SupportAsk anyone who has spent some time as a foreigner and returned to their home country what they miss and virtually zero of them will say “stinky toilets.”  That made my list but only the ironic one (The 8 Most Ironic Things I Miss About China).

I’m the exception.  It’s not the first time.

What they WILL say  – almost universally – is that they miss Community.  There is something indescribably sweet about living in close proximity to people who are as bumbling and incompetent as you are in a world where none of you can order food without a picture menu or describe how you would like your hair cut with any level of confidence that you will not be walking away bald . . . or half bald . . . or Amish.

In community we depend on each other.  We help each other.  We stand in the gap for each other and the gaps are not insignificant.  When one of us learns to read the Chinese character for, “BEEF” he becomes the official food orderer until he surrenders his role to the man who can read both “BEEF” and “CHICKEN.”  Absolute job security is available for anyone who can read obscure dishes like “COW STOMACH” or “FROG OVARIES.”

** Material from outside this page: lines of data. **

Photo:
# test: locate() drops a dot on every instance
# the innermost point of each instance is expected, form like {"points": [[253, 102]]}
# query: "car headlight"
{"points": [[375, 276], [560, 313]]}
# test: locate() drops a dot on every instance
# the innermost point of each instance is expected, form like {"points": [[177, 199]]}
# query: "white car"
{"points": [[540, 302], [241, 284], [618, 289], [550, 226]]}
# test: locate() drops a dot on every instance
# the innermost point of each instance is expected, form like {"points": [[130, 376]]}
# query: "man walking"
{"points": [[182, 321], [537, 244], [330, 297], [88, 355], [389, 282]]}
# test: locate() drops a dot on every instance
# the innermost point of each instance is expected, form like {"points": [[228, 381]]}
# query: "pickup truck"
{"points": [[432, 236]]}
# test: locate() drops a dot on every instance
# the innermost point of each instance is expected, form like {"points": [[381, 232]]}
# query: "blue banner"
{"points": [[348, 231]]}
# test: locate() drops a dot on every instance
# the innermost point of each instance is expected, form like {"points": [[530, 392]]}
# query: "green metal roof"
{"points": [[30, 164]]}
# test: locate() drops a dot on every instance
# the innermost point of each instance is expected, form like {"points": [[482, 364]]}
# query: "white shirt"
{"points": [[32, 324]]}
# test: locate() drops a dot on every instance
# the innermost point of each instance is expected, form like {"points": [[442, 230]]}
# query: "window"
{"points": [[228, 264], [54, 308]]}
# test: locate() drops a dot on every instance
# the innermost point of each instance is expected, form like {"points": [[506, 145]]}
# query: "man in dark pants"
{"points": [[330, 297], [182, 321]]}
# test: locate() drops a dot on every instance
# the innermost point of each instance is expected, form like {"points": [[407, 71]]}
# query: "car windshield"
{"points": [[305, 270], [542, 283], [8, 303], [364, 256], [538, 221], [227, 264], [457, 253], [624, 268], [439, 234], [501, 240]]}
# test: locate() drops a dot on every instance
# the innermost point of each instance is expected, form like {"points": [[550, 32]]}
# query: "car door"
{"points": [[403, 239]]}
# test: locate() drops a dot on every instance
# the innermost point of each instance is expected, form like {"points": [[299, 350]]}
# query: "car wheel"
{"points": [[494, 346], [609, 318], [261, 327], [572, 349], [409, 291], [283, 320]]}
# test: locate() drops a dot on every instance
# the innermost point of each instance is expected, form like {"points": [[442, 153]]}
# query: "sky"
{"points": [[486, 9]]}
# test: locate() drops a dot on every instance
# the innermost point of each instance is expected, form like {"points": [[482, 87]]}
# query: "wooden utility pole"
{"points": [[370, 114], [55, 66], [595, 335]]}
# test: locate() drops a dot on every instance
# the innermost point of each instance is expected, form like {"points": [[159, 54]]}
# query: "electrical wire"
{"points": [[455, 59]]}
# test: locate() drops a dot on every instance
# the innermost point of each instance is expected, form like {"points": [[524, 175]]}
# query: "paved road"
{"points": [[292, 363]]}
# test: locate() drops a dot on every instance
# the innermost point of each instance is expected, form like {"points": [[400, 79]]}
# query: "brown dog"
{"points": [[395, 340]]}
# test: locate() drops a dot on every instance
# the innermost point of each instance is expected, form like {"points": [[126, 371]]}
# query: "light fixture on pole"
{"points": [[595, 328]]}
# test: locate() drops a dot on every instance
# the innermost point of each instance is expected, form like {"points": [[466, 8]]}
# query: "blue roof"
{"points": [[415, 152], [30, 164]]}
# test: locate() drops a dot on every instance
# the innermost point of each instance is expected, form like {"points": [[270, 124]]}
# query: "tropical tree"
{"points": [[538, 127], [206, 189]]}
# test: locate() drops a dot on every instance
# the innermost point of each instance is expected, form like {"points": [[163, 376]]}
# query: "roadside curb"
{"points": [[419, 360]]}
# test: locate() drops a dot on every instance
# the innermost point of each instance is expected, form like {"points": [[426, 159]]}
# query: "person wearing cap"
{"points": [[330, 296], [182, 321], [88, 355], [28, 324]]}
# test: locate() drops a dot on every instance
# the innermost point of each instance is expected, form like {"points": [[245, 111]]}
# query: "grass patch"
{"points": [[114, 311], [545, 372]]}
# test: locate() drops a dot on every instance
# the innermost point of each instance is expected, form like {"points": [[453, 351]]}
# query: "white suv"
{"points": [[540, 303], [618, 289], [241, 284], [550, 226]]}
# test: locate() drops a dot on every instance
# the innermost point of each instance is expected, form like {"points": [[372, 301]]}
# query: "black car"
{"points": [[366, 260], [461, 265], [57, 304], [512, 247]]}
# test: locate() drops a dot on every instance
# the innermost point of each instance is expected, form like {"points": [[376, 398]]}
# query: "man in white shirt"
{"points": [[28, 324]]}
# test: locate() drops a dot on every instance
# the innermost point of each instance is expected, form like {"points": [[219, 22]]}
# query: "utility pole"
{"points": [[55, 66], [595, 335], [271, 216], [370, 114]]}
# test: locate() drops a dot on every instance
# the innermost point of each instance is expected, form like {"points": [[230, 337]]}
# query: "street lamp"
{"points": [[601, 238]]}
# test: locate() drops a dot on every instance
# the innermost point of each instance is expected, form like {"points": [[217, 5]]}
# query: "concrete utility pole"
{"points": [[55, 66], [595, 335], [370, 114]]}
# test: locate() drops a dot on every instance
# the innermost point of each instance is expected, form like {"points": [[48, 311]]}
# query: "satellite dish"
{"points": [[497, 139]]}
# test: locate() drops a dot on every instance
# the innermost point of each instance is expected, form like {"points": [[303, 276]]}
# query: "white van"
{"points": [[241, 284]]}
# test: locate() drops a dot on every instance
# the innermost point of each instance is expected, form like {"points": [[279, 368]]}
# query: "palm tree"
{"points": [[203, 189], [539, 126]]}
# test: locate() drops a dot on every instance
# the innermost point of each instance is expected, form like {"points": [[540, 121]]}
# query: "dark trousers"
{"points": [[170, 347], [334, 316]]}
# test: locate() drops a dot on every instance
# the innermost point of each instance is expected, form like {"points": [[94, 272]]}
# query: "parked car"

When one of the women finds a stylist who speaks English (or at least understands the miming equivalent for “please NO bangs” or “I said BELOW the shoulders!”) the word spreads like wildfire.  Our particular community experienced a hair revolution when a British stylist moved to town.  In a matter of months every single expat woman in the city had made an appointment to see “the Hair Doctor” and the collective foreign female community could have posed for the cover of Expat Vogue.

For my family, community is what we have loved the most about our China experience.  We grew to love and rely on an incredible group of bumbling, incompetent people (no offense if you are one of them) because we were equally (and often more) bumbling and  incompetent ourselves.

Tell me this true story is not awesome . . .

If we EVER needed eggs or onions or taco seasoning this was our process for attaining it:

      1. Send a text “Got eggs?”
      2. Wait 30 seconds for a reply “Yep”
      3. Step out the front door
      4. Elevator dings, door opens and BOOM – eggs are waiting on the elevator floor

I kid you not – we developed a back up system with our dear friends on the first floor that was flawless.  If they were in their back yard (opposite side of the apartment from the elevator) we would attach a bag to a giant rubber band and drop it from the back window on the fourth floor SO THAT neither of us would have to walk all the way to the other side of our apartment.

Out of bumbling and incompetence (maybe a touch of laziness) brilliance is born.

We have enjoyed community so much that we have willfully planned the next phase of our lives (right here in America) around intentionally living in very close proximity to people who fully intend to lean on us as much as we lean on them.  This presents two problems.  One, in our home culture none of us needs the same level of support that we did when we were foreigners.  Therefore we actually need to create an environment of bumbling and incompetence (easier for some than others) so we can need each other more.  And B, when you try to explain community to people who have never lived it, they look at you like you smell funny.